Les images ci-dessus appartiennent à une scène d’anthologie du film The African Queen, dans laquelle Charlie (Humphrey Bogart), qui vient d’embrasser Rose (Katharine Hepburn) pour la première fois, juste après qu’ils aient tous deux échappé à la mort, imite les hippopotames puis les singes. Il ne parle pas, Rose non plus; elle est incapable de faire autre chose que rire, ils reviennent à un état animal où, loin de toutes les conventions de la civilisation, la sœur de pasteur et vieille fille se sent enfin libre d’aimer le navigateur rustaud.

  1. À paraître, enfin traduit en français et agrémenté d’une postface de votre serviteur, chez Franciscopolis dans quelques mois. Comptez sur moi, bien sûr, pour en reparler au moment de sa sortie. []
  2. Dans le domaine de la recherche universitaire, par exemple, les chercheurs sont évalués en fonction du nombre de leurs publications et non en fonction de la qualité des publications en question. Il en résulte une inflation du nombre d’articles, parfois inutiles, et parfois publiés en auto-édition déguisée… Cet exemple n’a rien de tragique mais il montre assez bien comment un méthode qui poursuit un but rationnel peut aboutir à une situation idiote. J’imagine que le lecteur n’aura pas de mal à se souvenir d’exemples autrement plus graves où des êtres humains ont été réduits à des nombres. []
  3. Je peux revenir à mon vieil exemple des automates de contrôle dans les gares de banlieue parisienne, qui se comportent d’une manière qui nous semblerait scandaleuse si elle était non pas le fait d’une machine, mais celle d’un vigile. []
  4. De fait, ce qui passe par des canaux normalisés, comme le texte saisi sur un ordinateur, nous fait perdre toute indication sur la nature du correspondant, comme le raconte le célèbre texte d’Alan Turing intitulé Computing machinery and intelligence (1950), où l’auteur, qui cherche à déterminer si une intelligence artificielle est envisageable, explique que nous pourrons répondre à la question par l’affirmative le jour où la machine répondra suffisamment bien pour que son interlocuteur ne puisse comprendre, par ses réponses, qu’elle n’est pas un être humain. []
  1. 5 Responses to “Technologies inhumaines”

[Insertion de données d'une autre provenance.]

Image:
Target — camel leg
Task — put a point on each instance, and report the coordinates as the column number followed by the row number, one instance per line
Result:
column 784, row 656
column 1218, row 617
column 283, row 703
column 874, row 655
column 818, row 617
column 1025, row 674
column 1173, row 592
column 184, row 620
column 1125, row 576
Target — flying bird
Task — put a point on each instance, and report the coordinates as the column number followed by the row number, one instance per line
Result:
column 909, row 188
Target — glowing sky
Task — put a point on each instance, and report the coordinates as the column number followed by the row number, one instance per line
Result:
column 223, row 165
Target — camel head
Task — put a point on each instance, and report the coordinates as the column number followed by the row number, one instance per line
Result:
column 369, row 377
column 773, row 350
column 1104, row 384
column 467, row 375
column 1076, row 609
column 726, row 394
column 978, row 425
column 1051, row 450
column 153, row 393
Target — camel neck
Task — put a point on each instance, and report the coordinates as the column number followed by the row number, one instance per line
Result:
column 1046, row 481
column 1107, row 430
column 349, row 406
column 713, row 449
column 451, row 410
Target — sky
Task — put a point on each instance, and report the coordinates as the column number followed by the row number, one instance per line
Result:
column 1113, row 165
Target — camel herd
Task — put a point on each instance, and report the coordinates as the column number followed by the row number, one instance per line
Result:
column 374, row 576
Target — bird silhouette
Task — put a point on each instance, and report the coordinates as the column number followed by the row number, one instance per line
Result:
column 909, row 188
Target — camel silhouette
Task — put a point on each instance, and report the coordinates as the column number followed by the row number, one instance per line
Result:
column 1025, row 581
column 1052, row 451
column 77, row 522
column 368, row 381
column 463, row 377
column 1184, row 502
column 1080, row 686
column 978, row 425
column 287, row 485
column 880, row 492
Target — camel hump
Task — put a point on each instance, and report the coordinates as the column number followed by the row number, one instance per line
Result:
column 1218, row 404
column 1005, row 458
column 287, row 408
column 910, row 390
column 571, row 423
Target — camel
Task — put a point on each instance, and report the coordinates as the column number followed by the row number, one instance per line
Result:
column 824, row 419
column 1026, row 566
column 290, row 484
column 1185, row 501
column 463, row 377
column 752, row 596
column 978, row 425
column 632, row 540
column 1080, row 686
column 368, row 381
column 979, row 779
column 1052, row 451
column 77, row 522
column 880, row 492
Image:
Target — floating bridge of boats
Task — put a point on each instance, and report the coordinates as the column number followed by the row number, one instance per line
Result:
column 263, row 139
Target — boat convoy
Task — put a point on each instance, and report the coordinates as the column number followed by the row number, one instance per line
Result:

  2. By singeon on Sep 9, 2013

    Le caractère inhumain d’un acte ou d’une personne relève en général d’une absence de moralité. L’amalgame humain = moral est la base du problème de la définition du mot « inhumain ». Le sens premier de inhumain étant : « Qui n’appartient pas ou qui semble étranger à la nature, aux dimensions de l’être humain. » Il est devenu par la suite : « Qui manque d’humanité », qui reflète davantage l’emploi courant qui en est fait et le caractère moral et subjectif de cet adjectif.

  3. By Jean-no on Sep 9, 2013

    @singeon : ce qui est étonnant, c’est que le concept d' »humanité » (comme dans « faire preuve d’humanité ») existe aussi, et avec un sens similaire, dans le Confucianisme.

  4. By Afahci on Sep 11, 2013

    Très Nietzschéen votre article.
    J’approuve l’idée.
    Et oui le concept d’humanité est déjà présent chez les Grecs de l’antiquité, bien avant les religions monothéistes.
    Il semble assez inévitable que toute structure sociale (depuis quand ?) se doit d’avoir un objectif, un but. Donner un sens à l’humanité permet de faire corps avec le groupe.
    Au fond, je me demande si le plus affreux pour l’homme ce n’est pas de se croire intimement n’être qu’une erreur de la nature.

  5. By HugoMe on Sep 12, 2013

    Hello Jean-No,

    Tu soulignes ici que l’interaction verbale est une spécificité de l’espèce humaine, en opposant l’homme et les animaux.

    Mon point était plutôt d’opposer l’homme aux machines, en soulignant que la nature fondamentale de l’interaction humaine est d’être non verbale. L’homme est un animal social avant d’être une intelligence. C’est d’ailleurs ce que dit Türing, puisqu’une intelligence artificielle ne peut se distinguer par le verbe. Et donc, en abandonnant le contact en se recentrant sur des canaux purement textuels, les geeks abandonnent leur part d’humanité.

  6. By Jean-no on Sep 12, 2013

    @HugoMe : évidemment, je ne me suis servi de ton tweet que comme prétexte, parce qu’il m’a fait réfléchir à ce mot « humanité ».